6. De bebouwing waaraan wordt gerefereerd, staat op houten
paalfunderingen.
7. Naar aanleiding van het rapport nummer 9 van de
Auditcommissie Noord-Zuidlijn is door het projectbureau een
rapport opgesteld, getiteld: Station Ceintuurbaan: "de juiste
keuze?". Deze rapportage gaat uitgebreid in op de gestelde
vraag en is als bijlage ter inzage gelegd bij de
raadsvoordracht van 8 juni 2000 inzake de aanvaarding van de
subsidiebeschikking voor de Noord-Zuidlijn c.a. (Gemeenteblad
afd. 1, nr. 400).
8. Het is onduidelijk aan welke, waarschijnlijk lokale,
normen in Duitsland door de Auditcommissie wordt gerefereerd.

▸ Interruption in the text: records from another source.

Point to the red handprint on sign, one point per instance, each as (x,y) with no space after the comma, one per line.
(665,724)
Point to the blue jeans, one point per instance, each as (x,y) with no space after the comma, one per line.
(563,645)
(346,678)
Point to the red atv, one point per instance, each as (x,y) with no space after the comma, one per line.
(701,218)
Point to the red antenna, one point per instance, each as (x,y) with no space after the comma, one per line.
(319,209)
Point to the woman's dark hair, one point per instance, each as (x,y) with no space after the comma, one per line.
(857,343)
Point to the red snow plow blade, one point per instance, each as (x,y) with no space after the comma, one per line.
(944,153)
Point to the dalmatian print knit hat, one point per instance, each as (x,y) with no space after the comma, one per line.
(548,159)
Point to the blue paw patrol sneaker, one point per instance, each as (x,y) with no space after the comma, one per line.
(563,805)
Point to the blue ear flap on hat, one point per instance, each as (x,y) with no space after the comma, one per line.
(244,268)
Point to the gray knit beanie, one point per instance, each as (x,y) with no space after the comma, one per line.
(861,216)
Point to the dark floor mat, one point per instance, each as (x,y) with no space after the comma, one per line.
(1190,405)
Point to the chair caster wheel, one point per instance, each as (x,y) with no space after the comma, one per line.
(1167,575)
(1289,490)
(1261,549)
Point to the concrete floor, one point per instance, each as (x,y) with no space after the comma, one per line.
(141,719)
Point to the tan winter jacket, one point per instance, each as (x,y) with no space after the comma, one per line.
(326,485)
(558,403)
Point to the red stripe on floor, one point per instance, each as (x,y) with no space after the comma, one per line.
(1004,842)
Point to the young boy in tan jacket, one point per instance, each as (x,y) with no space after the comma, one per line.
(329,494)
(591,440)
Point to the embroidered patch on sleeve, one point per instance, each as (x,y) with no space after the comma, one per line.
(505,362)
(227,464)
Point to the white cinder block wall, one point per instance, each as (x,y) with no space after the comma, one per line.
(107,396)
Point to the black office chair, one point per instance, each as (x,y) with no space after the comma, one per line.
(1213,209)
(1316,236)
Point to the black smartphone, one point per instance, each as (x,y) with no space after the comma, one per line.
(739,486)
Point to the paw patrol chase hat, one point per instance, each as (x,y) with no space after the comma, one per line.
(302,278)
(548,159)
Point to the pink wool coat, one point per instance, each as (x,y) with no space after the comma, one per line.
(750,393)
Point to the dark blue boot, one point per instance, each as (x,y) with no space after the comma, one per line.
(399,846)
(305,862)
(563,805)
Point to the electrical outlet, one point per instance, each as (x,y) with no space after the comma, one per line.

In Nederland is, uiteraard onder voorwaarden, een en ander wel
mogelijk.
9. Over het algemeen worden bouwveiligheidsplannen opgesteld
door de aannemer. Het is gebruikelijk dat voor grote
bouwprojecten een bouwvergunning wordt aangevraagd lang voordat
de aannemer bekend is (via een aanbestedingsprocedure). In
bouwvergunningen is het een standaardbepaling dat het
bouwveiligheidsplan een bepaald aantal weken (meestal vijf)
v››r de aanvang van de bouw aan de Stedelijke Woningdienst
Amsterdam moet zijn voorgelegd ter goedkeuring.
10. Door de zorgvuldige voorbereiding en uitvoering van het
project conform wet- en regelgeving.